RAND Corporation, Santa Monica, California, USA.
Primary Care Unit, Department of Public Health and Primary Care, University of Cambridge, Cambridge, United Kingdom.
LGBT Health. 2022 Jan;9(1):54-62. doi: 10.1089/lgbt.2021.0011. Epub 2021 Dec 8.

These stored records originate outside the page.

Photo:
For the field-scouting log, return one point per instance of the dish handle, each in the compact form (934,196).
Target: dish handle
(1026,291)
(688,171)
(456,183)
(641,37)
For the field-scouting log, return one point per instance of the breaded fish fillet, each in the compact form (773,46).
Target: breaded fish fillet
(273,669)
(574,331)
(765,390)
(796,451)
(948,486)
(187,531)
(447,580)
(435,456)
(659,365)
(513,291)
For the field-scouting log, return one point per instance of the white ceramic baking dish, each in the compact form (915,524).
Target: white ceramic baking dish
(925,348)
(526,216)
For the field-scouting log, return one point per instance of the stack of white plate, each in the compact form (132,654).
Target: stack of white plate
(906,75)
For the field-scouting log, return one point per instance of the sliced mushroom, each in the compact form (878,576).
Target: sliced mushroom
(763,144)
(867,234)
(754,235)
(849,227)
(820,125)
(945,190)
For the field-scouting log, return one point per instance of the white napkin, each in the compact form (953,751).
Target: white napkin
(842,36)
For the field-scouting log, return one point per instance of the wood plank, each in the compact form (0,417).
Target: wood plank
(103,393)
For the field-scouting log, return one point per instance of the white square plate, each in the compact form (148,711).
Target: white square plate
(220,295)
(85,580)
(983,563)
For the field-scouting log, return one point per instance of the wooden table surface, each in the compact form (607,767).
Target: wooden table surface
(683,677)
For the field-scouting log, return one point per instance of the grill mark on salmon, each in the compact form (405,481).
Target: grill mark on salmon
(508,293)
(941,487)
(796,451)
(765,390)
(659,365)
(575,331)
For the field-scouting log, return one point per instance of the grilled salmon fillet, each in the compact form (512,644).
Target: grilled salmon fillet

Sexual minority adults report worse mental health than heterosexual peers, although few empirical studies are large enough to measure variation in these disparities by sexual orientation, age, ethnicity, and socioeconomic status (SES). We investigate chronic mental health problems among sexual minority adults. Sex-disaggregated logistic regressions examined associations between self-reported chronic mental health problems and sexual orientation, age, ethnicity, and SES in a 2015-2017 dataset from the nationally representative English General Practice Patient Survey data ( = 1,341,339). Bisexual adults, especially young bisexual females, reported the highest rates of chronic mental health problems. Sexual minority females 18-24 years of age had five times the odds of reporting chronic mental health problems of their heterosexual peers, with 32% of sexual minority females 18-24 years of age reporting the outcome. Sexual minority identity was also strongly associated with chronic mental health problems for adults who were White and lived in more affluent areas. The very high odds of chronic mental health problems among bisexual adults, especially younger bisexual females, may reflect simultaneous isolation from sexual minority and heterosexual communities. Elevated odds at younger ages may reflect disproportionate social media use and bullying. It is plausible that those who are subject to minority stress associated with SES and ethnicity may develop resilience strategies that they then apply to sexual minority stress. The results suggest that sexual minority identity is a source of minority stress, even for those who are affluent. Clinicians should be alert to the need to support the specific mental health concerns of their sexual minority patients.
性少数群体成年人的心理健康状况比异性恋同龄人差,尽管很少有足够大的实证研究能够衡量性取向、年龄、种族和社会经济地位(SES)差异对这些差异的影响。我们研究了性少数群体成年人的慢性心理健康问题。性别细分的逻辑回归分析了 2015-2017 年全国代表性的英国全科医生患者调查数据(n=1,341,339)中自我报告的慢性心理健康问题与性取向、年龄、种族和 SES 之间的关联。双性恋成年人,尤其是年轻的双性恋女性,报告的慢性心理健康问题率最高。18-24 岁的性少数群体女性报告慢性心理健康问题的几率是其异性恋同龄人 的五倍,其中 32%的 18-24 岁性少数群体女性报告了这一结果。性少数群体身份也与白人且居住在较富裕地区的成年人的慢性心理健康问题密切相关。双性恋成年人,尤其是年轻的双性恋女性,慢性心理健康问题的高几率可能反映了他们同时与性少数群体和异性恋社区隔绝。年轻年龄组的高几率可能反映了不成比例的社交媒体使用和欺凌行为。那些与 SES 和种族相关的少数群体压力有关的人可能会发展出适应少数群体压力的适应策略,这是合理的。研究结果表明,性少数群体身份是少数群体压力的一个来源,即使对那些富裕的人也是如此。临床医生应该意识到有必要支持他们的性少数群体患者的特定心理健康需求。